2. L’urgence justifie que soit prononcée la suspension d’un acte administratif lorsque l’exécution de celui-ci porte atteinte, de manière suffisamment grave et immédiate, à un intérêt public, à la situation du requérant ou aux intérêts qu’il entend défendre. Il appartient au juge des référés, saisi d’une demande tendant à la suspension d’une telle décision, d’apprécier concrètement, compte-tenu des justifications fournies par le requérant, si les effets de celle-ci sur la situation de ce dernier ou le cas échéant, des personnes concernées, sont de nature à caractériser une urgence justifiant que, sans attendre le jugement de la requête au fond, l’exécution de la décision soit suspendue.
3. Pour justifier de l’urgence, la société requérante indique qu’elle a sollicité une autorisation de travail pour l’emploi de M. C, qui disposait d’un titre étudiant jusqu’en mai 2023 et d’un récépissé de changement de statut « salarié » qui a expiré le 28 novembre 2023, que ce dernier, qui est titulaire d’un CAP de monteur en installations sanitaires et d’une qualification en maintenance en équipement thermique, exerce de fait des fonctions de salarié en contrat à durée indéterminée dans la société depuis avril 2023 en tant que ferrailleur du BTP. Il fait valoir que ses tentatives de recrutement sont restées infructueuses alors que cet employé correspond à ses besoins. Cependant, en recrutant un salarié sans demander préalablement une autorisation de travail, la société requérante a créé l’urgence dont elle se prévaut. Dans ces conditions, l’urgence exigée à l’article L. 521-1 du code de justice administrative n’est pas établie.
4. Il résulte de ce qui précède, et sans qu’il soit besoin d’examiner si la condition tenant au doute sérieux est remplie, qu’il y a lieu de rejeter la requête, y compris ses conclusions tendant au prononcé d’une injonction et celles tendant au versement d’une somme au titre des frais du procès, en application de l’article L. 522-3 du code de justice administrative.
O R D O N N E :
Article 1er : La requête de la SARL NOUR BTP est rejetée.

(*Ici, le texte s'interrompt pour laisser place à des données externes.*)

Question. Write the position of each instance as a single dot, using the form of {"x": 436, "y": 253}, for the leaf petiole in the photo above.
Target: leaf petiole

Article 2 : La présente ordonnance sera notifiée à la SARL NOUR BTP.
Fait à Cergy le 3 avril 2024.
Le juge des référés,
Signé
G. Thobaty
La République mande au ministre de l’intérieur et des outre-mer en ce qui le concerne et à tous commissaires de justice à ce requis en ce qui concerne les voies de droit commun contre les parties privées, de pourvoir à l’exécution de la présente ordonnance.